Relying on a single study (CRISP) is not a good scientific approach. Physicians should rely on evidence based medicine (double blind studies) and systematic reviews (meta-analysis) of past studies. I am a science librarian and used to work for a major university with a medical school. Perhaps the doctors you spoke with are not familiar with this resource because there seems to be a medical predjudice against nutritional treatments.

I have compiled a list of references to medical research articles concerning low-protein diets and chronic renal failure of which there are many. Most significantly, there is a Cochrane Library review article on this topic. If you aren't familiar with Cochrane reviews, they are systematic reviews, authoritative, scholarly and recognised by medical professionals and the academic community as the "gold standard in evidence-based health care." If you want to read this article, check at your local library (if they don't have access to Cochrane Library reviews, they can order it for you from another library). Most likely they won't have it on hand because this is a specialized resource purhcased typically by libraries that serve medical school programs.
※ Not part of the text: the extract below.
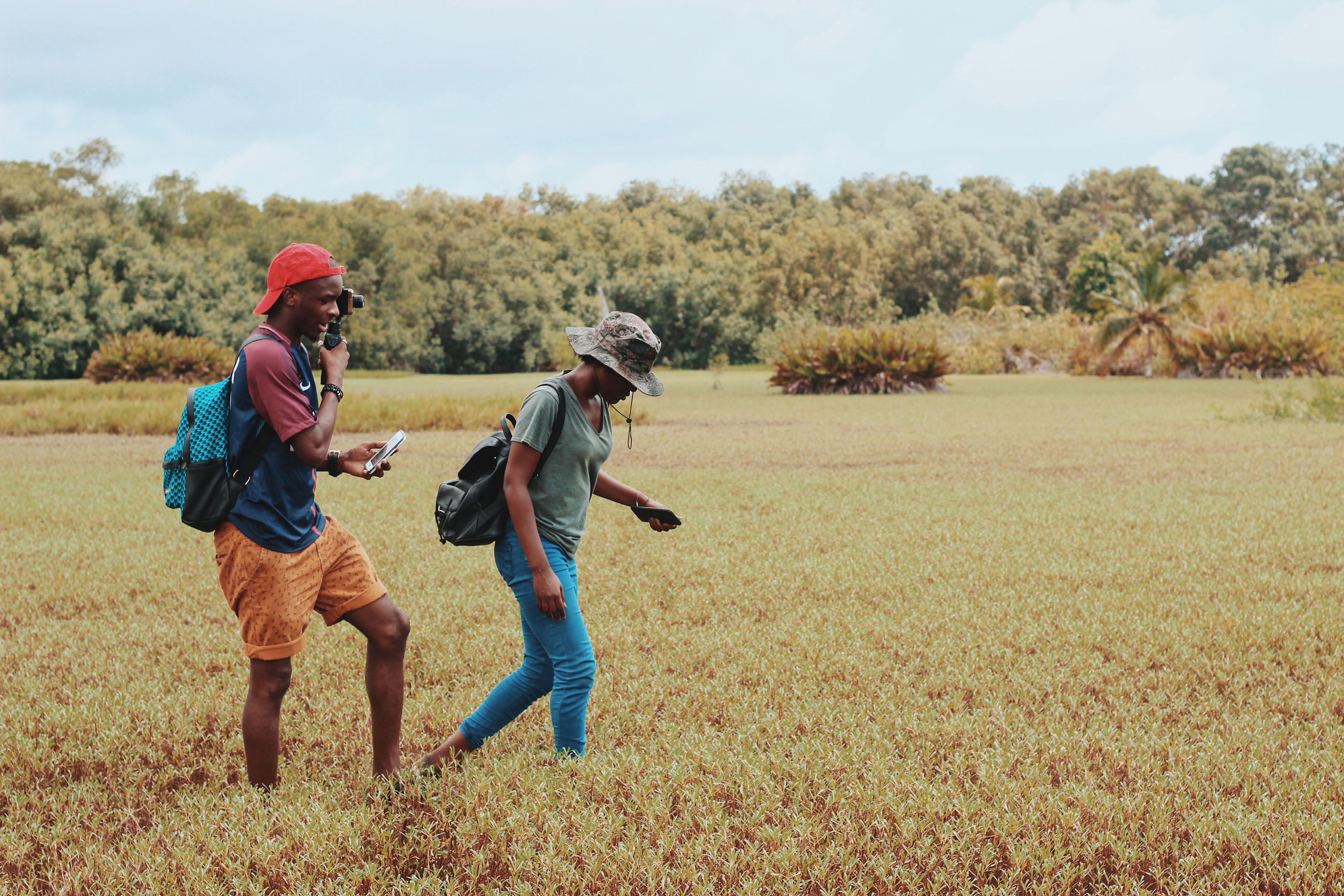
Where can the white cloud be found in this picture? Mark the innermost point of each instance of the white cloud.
(1183, 160)
(323, 99)
(1077, 73)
Here is one significant portion of the Cochrane Review:

"Updating two previous meta-analyses...this review shows that reducing the protein intake of patients with chronic kidney disease significantly reduces the number of patients entering end-stage renal disease by about 30%..." (D. Fougqu, M. Laville and JP Boissel. Low Protein Diets for Chronic Kidney Disease in non diabetic adults (Review). Cochrane Library, v.1.)

I see you are a smart woman as you mention that you have done research on your own. Please question what the doctors tell you and continue to do your own research. Read some of the articles in my bibliography or even better, ask your doctors about them...specifically about the Cochrane Review article. I would be interested to hear what they say.